Ramesh Ghimire: Improving teachers’ performance in Nepal
Posted: 5 September 2022
Australia Awards alum Ramesh Prasad Ghimire is integrating his Australian experience, knowledge, skills and academic rigour as an Officer of English (Teacher Trainer) at the Education Training Centre in Dhulikhel. In this role, he plans, implements and monitors professional development programs for teachers in Nepal’s Bagmati Province.
Ramesh completed a Master of Education (Leadership and Management) at Flinders University in 2021 with the support of an Australia Awards Scholarship. His work is important year-round, but holds special relevance to International Literacy Day, which is marked each year on 8 September to remind the public of the importance of literacy as a matter of dignity and human rights.
“I am passionate about my work as a teacher educator because education is an essential infrastructure of development,” Ramesh says. “The only way to improve the quality of education is to improve teachers’ performance and engage them in lifelong learning. That is what I enjoy doing.”
To assist in such lifelong learning, he conducts trainings, workshops and seminars for teachers, school principals and civil servants working at the local levels. He focuses on enhancing the quality of education by improving classroom pedagogy.
Ramesh joined the civil service in 2013 as a teacher trainer at the National Centre for Educational Development and was placed in Surkhet District. There, he trained hundreds of teachers, visited schools and provided on-the-spot support. Two years later, he was transferred to the Curriculum Development Centre in Sanothimi, Bhaktapur, where he developed the school-level curricula and curricular materials, focusing mainly on language subjects. He also quality-controlled school-level reference materials developed by private publishers. He was instrumental in revising the National Curriculum Framework and the Early Childhood Education and Development Curriculum, and in developing an integrated curriculum for grades 1 to 3 in Nepal.

Ramesh is an Officer of English (Teacher Trainer) at the Education Training Center, Dhulikhel, Nepal.
Working in Nepal’s education sector, Ramesh has encountered several challenges. Illiteracy is prevalent among both adults and children. In adult literacy, the key challenge he faces is sustainability: people who become literate through short-term literacy programs are likely to become illiterate again due to lack of opportunities to use the skills they have developed. Furthermore, he believes it is difficult to adapt to the changing dimensions of literacy: digital literacy is important in modern life but is not easy to develop.
In children’s literacy, Ramesh sees two main challenges: firstly, supporting out-of-school children to attend schools; secondly, improving the literacy of children who are enrolled in schools but have not developed essential literacy skills. Many school-level children in Nepal do not have strong reading and writing abilities.

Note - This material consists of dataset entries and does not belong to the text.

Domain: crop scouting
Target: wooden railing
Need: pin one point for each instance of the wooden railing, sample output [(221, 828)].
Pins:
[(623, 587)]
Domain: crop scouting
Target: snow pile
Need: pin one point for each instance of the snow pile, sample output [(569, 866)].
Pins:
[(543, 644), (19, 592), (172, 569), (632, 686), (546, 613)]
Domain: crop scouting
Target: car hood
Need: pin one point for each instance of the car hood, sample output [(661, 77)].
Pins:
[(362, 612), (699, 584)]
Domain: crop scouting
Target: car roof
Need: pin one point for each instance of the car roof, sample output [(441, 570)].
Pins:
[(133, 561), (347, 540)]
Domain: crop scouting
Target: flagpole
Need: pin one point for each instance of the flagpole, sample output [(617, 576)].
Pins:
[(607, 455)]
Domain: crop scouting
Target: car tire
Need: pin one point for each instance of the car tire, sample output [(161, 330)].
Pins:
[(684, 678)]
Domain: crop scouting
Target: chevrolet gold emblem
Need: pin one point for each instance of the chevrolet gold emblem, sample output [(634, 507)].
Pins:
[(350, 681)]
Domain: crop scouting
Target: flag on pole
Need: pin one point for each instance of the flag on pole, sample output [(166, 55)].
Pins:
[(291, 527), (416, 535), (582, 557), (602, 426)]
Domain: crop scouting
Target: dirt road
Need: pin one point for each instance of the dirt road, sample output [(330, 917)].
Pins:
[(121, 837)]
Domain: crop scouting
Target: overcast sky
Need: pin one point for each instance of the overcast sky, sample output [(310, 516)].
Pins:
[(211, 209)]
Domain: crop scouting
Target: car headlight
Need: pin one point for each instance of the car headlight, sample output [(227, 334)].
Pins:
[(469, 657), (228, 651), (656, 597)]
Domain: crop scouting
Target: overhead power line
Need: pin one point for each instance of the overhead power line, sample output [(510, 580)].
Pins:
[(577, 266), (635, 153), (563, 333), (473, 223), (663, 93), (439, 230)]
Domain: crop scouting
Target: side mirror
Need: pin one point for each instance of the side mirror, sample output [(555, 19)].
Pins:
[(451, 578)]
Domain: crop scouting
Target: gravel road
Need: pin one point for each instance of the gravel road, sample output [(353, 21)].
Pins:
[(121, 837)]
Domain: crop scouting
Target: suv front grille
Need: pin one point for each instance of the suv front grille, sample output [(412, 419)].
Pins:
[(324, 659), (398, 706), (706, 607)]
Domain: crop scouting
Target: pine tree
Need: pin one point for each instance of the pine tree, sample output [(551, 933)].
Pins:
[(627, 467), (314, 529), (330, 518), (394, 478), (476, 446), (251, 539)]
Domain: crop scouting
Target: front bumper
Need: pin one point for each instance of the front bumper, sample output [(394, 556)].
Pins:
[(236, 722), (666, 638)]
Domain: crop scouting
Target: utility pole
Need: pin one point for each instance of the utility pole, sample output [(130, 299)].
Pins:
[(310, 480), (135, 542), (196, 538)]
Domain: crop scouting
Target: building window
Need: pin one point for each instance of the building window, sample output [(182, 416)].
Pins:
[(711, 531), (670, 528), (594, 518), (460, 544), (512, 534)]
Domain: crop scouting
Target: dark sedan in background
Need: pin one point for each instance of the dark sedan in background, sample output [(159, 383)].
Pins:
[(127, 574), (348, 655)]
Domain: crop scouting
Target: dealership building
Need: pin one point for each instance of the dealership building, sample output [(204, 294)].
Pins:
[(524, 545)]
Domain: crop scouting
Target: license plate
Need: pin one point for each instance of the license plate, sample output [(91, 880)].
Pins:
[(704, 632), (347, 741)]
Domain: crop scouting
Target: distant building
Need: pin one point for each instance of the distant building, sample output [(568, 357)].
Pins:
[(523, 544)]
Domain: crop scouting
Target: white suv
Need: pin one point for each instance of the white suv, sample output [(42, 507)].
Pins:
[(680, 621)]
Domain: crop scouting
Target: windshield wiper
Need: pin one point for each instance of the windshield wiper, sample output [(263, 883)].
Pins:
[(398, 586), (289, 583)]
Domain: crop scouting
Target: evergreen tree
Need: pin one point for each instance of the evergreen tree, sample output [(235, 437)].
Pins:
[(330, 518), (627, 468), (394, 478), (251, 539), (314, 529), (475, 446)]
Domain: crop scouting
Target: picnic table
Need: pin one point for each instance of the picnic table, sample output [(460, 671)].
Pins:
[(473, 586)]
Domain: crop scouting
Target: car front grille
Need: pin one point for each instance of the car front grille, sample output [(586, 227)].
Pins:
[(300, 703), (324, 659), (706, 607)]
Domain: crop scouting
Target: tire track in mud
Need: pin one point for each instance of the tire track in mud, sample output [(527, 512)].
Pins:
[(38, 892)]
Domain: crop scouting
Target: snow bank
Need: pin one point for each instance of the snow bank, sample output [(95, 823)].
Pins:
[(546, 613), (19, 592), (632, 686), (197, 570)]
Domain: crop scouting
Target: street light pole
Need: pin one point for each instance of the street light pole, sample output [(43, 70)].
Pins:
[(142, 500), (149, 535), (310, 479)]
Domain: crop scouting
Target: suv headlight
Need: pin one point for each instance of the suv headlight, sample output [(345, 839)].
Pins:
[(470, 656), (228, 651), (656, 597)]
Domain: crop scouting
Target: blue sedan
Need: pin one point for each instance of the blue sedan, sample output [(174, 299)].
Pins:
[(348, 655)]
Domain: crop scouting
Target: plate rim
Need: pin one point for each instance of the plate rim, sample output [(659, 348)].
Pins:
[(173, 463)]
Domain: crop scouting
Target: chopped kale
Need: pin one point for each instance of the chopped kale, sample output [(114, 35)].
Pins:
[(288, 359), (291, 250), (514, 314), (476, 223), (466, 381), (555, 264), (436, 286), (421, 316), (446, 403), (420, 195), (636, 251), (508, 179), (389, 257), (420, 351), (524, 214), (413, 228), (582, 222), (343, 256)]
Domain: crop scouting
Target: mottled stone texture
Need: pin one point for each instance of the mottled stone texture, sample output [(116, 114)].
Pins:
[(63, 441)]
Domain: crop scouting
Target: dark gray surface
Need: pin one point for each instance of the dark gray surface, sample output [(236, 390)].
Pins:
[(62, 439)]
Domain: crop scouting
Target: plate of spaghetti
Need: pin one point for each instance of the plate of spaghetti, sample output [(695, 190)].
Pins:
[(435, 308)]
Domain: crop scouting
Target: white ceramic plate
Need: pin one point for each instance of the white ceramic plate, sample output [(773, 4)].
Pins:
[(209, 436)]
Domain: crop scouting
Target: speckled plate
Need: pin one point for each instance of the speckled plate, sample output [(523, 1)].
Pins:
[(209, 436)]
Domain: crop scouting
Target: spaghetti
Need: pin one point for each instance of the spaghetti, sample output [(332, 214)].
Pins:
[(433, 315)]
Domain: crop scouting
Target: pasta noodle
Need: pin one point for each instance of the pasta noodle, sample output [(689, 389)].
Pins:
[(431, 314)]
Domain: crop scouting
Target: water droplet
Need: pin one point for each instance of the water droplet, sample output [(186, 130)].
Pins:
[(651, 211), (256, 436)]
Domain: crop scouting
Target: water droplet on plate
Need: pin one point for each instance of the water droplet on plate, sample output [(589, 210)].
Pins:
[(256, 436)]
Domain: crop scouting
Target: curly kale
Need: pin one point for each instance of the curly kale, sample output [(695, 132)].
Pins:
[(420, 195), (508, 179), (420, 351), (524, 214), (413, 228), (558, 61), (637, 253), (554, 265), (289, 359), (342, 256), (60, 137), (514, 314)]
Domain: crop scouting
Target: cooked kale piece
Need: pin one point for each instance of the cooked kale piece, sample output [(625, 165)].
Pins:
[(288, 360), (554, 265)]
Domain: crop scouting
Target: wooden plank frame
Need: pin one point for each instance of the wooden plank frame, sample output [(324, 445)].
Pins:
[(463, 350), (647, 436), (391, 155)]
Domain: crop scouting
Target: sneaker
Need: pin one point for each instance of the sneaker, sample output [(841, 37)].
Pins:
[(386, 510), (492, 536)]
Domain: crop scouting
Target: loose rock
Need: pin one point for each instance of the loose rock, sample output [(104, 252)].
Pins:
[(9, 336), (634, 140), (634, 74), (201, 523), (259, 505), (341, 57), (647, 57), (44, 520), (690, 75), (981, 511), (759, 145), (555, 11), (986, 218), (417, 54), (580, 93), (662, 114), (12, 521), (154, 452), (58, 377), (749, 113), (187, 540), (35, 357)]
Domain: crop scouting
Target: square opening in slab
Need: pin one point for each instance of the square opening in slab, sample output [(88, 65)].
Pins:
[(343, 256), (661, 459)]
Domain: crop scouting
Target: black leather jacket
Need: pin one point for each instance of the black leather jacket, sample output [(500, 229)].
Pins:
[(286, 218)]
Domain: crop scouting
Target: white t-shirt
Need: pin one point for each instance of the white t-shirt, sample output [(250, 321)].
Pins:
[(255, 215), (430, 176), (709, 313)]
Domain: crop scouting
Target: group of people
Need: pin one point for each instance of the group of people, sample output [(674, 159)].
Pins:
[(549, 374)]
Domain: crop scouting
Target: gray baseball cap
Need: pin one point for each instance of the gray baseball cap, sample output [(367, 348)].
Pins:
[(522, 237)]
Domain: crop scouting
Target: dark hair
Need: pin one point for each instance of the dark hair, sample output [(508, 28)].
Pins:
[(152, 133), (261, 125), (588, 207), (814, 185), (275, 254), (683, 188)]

Furthermore, the COVID-19 pandemic has necessitated remote learning in many situations, making digital literacy a prerequisite for access to education; children with limited digital literacy are at a disadvantage.
Ramesh believes that providing teachers with professional development opportunities helps overcome these challenges by empowering teachers as mediators of change and development.
On another positive note, Ramesh notes that many factors are working well in Nepal’s education sector. He observes that there are advantages in the current three-tier structure of government, where all tiers work to improve education. With school education management under local government jurisdiction, local governments work closely with communities. Likewise, there has been an increase in good physical infrastructure for education because many schools were rebuilt after Nepal’s 2015 earthquakes. Additionally, increased awareness among parents about education makes them more eager to invest in their children’s education.
Ramesh’s Australian experience has changed his attitude and thinking, specifically in educational leadership and management. He is able to build human capacity to counter current challenges in the education sector and plan professional development programs for teachers through evaluation and design of research in current sectoral issues.
When discussing International Literacy Day 2022, Ramesh says, “International Literacy Day is important because it reminds us to reinforce literacy activities in our communities, which can change the lives of illiterate people. Literacy is a prerequisite for the development of the essential skills of learning, unlearning and relearning needed for the 21st century.”